If you're here, it means you either want to learn or have a weird sense of humour. If it's the latter, you'll probably be more amused here. If it's the former, welcome!
If you have any additions to this, by all means contact me.
For basic tips on how to be respectful to Trans people, click here. Excellent resource.
Okay. Let's start with some absolute basics.
Back in the day (clear into the 20th century, actually), gay people were burned at the stake. Often they were made to collect their own firewood before being tied up and burned alive. And this wasn't a rare occurrence at all. If you look up "faggot" in the dictionary, you'll see something similar to this: "a bundle of sticks or twigs esp. as used for fuel". A faggot is something to be burned, that's its entire purpose. Calling someone a faggot is the equivalent of saying "All this person is good for in the world is to be burned alive, which is one of the most horrible and torturous possible ways to die".
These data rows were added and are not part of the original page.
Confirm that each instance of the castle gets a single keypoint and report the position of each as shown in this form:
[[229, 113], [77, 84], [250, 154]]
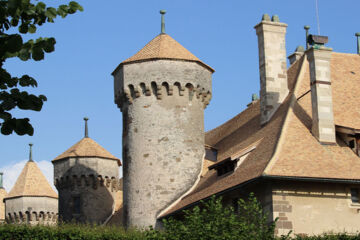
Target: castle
[[297, 147]]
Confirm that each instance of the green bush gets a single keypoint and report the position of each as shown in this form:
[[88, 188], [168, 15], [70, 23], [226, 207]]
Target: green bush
[[217, 222], [210, 221]]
You may believe that about gay people, and I can't stop you from believing that. (Although, if you really do believe that, why are you here? Maybe you want to read this instead.) But I'd advise against publicizing that belief. You have a right to your belief, and a right to voice it, but whoever hears you may beat the hell out of you when they hear it. And if you don't really believe that about gay people, please stop calling people faggots, even if you're joking with your friends. You really never know whom you're going to offend.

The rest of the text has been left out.